Clinically there are considered to be three coronary arteries, because the LMCA soon divides into the left anterior descending coronary artery (LCA) to supply the anterior wall of the left ventricle (diagonal branches) and most of the interventricular septum (septal branches), and the circumflex coronary artery (Cx) to supply the lateral wall of the left ventricle.

The RCA supplies the right ventricle and usually the posterior part of the interventricular septum. It also usually supplies the SA and AV nodes.
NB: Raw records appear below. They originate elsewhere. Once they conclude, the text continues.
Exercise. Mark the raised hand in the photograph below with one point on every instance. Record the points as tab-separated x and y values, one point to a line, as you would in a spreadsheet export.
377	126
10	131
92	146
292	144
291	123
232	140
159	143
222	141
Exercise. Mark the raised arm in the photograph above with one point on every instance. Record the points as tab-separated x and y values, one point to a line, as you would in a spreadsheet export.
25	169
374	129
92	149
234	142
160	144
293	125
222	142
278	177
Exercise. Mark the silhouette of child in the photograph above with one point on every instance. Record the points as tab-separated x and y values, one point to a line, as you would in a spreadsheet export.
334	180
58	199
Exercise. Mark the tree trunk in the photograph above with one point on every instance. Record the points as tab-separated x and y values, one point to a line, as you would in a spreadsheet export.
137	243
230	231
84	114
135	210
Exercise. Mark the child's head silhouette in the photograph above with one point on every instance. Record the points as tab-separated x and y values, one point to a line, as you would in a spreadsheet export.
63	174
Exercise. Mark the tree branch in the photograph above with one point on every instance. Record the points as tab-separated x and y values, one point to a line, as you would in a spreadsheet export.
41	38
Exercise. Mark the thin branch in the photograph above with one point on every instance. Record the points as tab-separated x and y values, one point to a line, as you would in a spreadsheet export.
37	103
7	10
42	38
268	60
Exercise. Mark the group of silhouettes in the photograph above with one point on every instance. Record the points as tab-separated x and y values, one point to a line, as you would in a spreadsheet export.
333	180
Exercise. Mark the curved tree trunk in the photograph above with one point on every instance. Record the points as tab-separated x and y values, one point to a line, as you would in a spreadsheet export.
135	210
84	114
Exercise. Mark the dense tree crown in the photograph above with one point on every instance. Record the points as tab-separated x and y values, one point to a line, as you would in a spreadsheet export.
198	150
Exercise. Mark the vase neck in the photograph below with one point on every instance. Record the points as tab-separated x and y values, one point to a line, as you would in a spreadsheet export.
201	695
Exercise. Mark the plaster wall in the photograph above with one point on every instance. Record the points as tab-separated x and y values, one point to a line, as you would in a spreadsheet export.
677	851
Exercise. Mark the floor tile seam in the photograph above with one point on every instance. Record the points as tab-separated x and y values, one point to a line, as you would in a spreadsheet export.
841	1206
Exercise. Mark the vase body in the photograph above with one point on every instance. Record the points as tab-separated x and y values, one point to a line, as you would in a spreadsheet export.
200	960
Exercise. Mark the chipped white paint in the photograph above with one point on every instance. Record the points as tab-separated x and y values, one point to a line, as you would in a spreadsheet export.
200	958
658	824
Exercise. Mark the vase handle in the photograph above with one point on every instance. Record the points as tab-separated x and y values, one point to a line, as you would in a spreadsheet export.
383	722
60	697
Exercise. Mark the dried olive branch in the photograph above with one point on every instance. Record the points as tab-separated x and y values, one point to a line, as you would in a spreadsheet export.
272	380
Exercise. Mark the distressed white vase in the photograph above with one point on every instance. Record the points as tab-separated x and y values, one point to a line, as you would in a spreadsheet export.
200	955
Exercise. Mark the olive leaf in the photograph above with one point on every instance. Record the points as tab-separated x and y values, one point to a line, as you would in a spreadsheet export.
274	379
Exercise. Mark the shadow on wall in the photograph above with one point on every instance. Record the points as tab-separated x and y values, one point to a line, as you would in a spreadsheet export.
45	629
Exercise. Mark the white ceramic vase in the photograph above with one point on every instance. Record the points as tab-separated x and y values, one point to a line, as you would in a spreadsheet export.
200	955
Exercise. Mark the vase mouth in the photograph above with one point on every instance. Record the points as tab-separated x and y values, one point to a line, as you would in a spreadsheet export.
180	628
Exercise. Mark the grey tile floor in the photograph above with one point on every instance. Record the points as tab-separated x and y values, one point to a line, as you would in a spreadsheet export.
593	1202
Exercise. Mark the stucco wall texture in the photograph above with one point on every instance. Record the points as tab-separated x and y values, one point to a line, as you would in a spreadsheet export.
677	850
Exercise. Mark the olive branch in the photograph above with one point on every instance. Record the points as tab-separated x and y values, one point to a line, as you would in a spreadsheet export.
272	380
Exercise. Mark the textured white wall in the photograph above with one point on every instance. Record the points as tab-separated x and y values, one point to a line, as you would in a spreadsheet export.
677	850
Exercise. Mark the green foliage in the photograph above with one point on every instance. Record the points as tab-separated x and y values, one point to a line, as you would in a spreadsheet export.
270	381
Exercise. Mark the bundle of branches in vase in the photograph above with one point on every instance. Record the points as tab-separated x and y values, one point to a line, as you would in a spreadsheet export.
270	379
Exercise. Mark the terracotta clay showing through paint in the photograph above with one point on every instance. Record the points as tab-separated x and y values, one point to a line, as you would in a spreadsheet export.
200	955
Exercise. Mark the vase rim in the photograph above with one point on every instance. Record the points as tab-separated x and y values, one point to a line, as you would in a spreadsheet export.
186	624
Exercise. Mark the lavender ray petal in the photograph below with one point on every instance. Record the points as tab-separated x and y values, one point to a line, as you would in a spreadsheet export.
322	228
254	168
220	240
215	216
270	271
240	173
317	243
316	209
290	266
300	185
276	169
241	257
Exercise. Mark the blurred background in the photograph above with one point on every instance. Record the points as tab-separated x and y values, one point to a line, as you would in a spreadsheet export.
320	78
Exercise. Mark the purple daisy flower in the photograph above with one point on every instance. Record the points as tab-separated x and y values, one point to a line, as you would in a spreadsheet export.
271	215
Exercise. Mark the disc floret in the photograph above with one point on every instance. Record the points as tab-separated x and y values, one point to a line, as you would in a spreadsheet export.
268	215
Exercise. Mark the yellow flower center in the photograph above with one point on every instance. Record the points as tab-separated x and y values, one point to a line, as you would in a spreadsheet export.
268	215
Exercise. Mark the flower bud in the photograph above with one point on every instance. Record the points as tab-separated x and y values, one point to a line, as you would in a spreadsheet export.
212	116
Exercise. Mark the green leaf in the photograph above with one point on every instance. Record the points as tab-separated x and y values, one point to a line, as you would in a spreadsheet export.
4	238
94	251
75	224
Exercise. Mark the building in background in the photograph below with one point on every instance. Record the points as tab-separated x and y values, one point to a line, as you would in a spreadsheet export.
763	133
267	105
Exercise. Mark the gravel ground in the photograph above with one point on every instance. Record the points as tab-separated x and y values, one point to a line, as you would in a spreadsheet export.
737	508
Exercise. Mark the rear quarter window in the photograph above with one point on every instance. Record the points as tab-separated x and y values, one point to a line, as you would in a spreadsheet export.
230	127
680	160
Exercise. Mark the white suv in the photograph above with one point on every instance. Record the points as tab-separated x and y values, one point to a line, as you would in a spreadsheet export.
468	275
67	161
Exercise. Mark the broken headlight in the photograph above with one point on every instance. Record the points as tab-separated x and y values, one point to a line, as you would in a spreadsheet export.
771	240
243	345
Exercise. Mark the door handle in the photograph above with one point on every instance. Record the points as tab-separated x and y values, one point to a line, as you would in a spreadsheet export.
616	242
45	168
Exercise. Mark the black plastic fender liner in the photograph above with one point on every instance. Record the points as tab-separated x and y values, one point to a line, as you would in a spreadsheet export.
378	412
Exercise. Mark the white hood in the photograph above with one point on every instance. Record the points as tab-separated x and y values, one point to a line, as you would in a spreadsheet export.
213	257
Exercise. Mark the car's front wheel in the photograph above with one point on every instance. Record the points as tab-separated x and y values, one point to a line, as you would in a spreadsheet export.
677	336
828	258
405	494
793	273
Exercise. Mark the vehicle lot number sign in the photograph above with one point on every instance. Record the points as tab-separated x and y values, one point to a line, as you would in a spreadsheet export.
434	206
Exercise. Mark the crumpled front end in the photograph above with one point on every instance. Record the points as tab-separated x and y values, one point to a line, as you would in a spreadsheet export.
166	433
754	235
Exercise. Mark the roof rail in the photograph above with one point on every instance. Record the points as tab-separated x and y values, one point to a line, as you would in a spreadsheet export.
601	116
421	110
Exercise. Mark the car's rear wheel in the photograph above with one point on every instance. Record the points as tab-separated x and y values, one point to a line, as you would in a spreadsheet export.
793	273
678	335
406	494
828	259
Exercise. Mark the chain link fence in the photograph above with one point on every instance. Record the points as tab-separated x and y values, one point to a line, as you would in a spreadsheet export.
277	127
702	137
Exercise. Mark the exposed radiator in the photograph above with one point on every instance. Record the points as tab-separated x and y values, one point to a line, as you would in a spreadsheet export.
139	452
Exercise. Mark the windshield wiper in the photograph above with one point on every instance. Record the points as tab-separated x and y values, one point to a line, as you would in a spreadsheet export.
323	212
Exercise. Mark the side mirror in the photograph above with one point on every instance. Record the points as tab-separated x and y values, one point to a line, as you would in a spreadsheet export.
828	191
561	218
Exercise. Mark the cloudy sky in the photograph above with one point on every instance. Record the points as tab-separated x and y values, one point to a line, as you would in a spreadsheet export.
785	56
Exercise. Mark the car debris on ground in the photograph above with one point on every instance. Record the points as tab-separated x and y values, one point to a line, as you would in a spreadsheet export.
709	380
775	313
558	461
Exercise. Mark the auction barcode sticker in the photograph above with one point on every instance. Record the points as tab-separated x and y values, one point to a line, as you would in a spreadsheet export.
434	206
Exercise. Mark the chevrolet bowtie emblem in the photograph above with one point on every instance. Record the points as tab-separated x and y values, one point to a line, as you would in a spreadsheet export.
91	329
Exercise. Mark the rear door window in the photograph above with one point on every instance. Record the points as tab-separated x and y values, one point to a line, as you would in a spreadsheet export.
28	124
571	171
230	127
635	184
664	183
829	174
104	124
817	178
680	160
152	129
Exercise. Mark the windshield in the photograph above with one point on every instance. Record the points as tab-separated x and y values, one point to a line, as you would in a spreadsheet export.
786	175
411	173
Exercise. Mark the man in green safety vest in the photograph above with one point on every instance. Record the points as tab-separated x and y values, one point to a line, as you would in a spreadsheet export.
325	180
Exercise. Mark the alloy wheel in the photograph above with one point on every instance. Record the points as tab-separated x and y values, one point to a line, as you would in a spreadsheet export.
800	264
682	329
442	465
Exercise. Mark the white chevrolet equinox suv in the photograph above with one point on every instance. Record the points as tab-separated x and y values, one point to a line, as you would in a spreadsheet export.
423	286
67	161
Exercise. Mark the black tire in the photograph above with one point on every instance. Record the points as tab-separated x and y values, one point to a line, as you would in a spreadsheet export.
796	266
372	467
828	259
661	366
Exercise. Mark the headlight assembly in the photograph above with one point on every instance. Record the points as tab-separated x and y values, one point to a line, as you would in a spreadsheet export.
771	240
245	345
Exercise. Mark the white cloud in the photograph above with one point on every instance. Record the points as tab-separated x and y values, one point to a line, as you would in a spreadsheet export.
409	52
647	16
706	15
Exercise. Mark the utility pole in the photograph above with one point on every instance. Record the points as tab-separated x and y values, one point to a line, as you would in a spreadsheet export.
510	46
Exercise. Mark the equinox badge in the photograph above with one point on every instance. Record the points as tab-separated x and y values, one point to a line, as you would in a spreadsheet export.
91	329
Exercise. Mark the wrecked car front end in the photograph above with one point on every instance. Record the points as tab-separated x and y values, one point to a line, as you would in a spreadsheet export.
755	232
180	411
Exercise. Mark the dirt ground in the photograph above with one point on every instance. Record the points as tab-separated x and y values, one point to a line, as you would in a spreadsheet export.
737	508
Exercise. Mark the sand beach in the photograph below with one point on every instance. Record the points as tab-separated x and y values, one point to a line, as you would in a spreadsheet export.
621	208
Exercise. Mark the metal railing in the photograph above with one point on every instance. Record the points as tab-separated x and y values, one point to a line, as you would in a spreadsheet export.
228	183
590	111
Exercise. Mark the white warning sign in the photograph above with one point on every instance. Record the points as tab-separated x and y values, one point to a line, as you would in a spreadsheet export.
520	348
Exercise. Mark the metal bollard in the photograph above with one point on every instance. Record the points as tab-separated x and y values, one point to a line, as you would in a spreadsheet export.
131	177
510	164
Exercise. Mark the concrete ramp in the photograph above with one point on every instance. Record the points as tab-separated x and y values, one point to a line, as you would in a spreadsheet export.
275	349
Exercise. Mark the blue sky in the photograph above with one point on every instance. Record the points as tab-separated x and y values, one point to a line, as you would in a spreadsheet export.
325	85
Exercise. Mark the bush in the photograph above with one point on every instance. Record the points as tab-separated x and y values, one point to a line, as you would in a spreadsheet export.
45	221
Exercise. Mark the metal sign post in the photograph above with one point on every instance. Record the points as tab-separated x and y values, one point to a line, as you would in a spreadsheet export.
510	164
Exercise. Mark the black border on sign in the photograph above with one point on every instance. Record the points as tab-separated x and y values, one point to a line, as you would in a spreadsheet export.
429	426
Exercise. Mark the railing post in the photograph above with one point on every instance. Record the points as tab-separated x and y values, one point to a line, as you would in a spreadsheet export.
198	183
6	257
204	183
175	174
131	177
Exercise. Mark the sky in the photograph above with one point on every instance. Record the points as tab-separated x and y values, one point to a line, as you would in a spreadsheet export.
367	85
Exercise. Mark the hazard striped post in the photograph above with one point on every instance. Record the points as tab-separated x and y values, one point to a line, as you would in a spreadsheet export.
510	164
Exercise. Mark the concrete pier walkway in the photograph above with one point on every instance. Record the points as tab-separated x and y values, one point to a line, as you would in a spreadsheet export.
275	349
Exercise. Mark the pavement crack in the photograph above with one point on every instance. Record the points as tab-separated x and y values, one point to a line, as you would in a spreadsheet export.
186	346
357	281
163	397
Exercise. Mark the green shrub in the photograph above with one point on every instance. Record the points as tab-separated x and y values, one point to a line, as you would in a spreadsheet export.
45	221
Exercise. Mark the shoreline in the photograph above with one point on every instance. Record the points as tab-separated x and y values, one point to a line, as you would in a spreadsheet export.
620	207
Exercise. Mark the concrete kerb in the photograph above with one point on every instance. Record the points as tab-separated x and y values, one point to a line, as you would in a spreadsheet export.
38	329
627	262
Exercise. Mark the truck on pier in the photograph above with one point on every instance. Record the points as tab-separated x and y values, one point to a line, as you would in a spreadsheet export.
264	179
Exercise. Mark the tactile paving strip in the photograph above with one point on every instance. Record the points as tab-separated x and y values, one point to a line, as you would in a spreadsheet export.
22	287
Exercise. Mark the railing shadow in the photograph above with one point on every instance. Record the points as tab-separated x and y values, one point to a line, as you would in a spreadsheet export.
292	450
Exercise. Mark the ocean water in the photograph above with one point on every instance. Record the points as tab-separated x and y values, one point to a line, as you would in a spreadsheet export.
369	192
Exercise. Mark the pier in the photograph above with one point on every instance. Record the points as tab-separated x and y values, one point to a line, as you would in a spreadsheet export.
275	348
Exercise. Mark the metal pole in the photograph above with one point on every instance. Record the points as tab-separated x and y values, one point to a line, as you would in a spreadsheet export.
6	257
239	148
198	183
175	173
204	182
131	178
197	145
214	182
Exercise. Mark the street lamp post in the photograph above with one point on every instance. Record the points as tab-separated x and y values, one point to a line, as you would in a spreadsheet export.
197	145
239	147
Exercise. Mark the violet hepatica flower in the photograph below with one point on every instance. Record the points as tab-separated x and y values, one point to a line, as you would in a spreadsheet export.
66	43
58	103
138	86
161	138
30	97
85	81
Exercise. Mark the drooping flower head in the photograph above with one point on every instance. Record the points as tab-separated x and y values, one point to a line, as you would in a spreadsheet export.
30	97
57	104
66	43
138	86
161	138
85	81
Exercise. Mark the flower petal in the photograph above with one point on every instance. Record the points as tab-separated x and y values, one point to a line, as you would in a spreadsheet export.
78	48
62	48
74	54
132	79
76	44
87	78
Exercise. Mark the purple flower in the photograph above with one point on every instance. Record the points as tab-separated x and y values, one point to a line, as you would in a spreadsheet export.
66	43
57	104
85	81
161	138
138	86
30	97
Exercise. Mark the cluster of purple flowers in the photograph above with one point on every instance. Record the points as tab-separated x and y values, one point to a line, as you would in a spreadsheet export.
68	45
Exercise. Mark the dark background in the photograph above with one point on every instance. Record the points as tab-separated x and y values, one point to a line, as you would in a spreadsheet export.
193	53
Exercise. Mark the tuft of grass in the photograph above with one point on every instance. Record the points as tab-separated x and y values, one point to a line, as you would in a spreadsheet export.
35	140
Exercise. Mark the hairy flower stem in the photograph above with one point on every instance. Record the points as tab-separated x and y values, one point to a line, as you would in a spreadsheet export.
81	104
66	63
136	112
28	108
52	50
Coronary veins accompany the coronary arteries distally and eventually converge on the coronary sinus which runs along the posterior surface of the heart in the AV groove and empties into the right atrium.

Notice that diagonal branch comes of LAD

Marginal branch comes off Cx


What is coronary perfusion gradient? 

coronary perfusion gradient = aortic root pressure (at aorta, when blood just leaves to go into coronary vessels) - LV pressure (at the very end of blood vessels at endocardial surface). basically it is a difference in pressure between where coronary blood enters and where at the tips of arterioles where it ends. the more pressure difference, the better the flow -> better perfused heart

at systole: Aortic pressure = 120; left ventricular pressure = 120, pressure gradient = 0  - no coronary blood flow

at diastole: aortic pressure = 90, LV pressure = 10, coronary perfusion gradient = 80 - coronary blood flow

coronary blood flow happens during diastole. during systole left ventricular chamber pressure is so high that it literally squeezes coronary arteries to a point no blood flow can get through

because flow occurs only in diastole, duration of diastole is very important. normally 2:1 so heart can perfuse well, but this ratio decreases as HR rises


What determines coronary blood flow?

coronary perfusion gradient = difference in pressure between aortic root (entry of blood) and left ventricular chamber (end of blood flow) is what forces blood through coronary circulation.

coronary circulation is opposed by coronary resistance, which is a combination of arteriolar tone (ex.vasoconstriction) and LV pressure in diastole when blood flow happens (if LV pressure high even in diastole, not a lot of blood can make it through coronary vessels if LV squeezes coronary vessels in)

duration of diastole is important. at resting 2:1 so heart has enough time to perfuse, as HR increases, diastole becomes shorter

from lecture


What are some of the factors that influence coronary artery resistance?

from lecture, in the order of importance

  • metabolic - ischemia produces increase in adenosine, H+, K+, CO2 an fall in O2 - causes vasodilation of arterioles and relaxation of precapillary sphincters
  • endothelial - secretes EDRF/NO - vasodilatory, can also produce prostacyclin (vasodilator), endothelin (vasoconstrictor)
  • neurogenic - alpha stimulated - vasoconstriction, beta 2 - vasodilation; parasympathetic - vasodilation
  • myogenic - smooth muscle contracts/relaxes depending on perfusion pressure 
  • stenoses - atherosclerotic plaques and spasms


What is coronary reserve?

Difference between resting coronary blood flow and maximum coronary blood flow is called coronary reserve.

Coronary flow may increase up to 5x during heavy exercise and coronary reserve must be adequate to meet this increase. if it is not adequate, ischemia results. if ischemia is prolonged for more then 15-20 minutes, myocardium begins to infarct/necrose.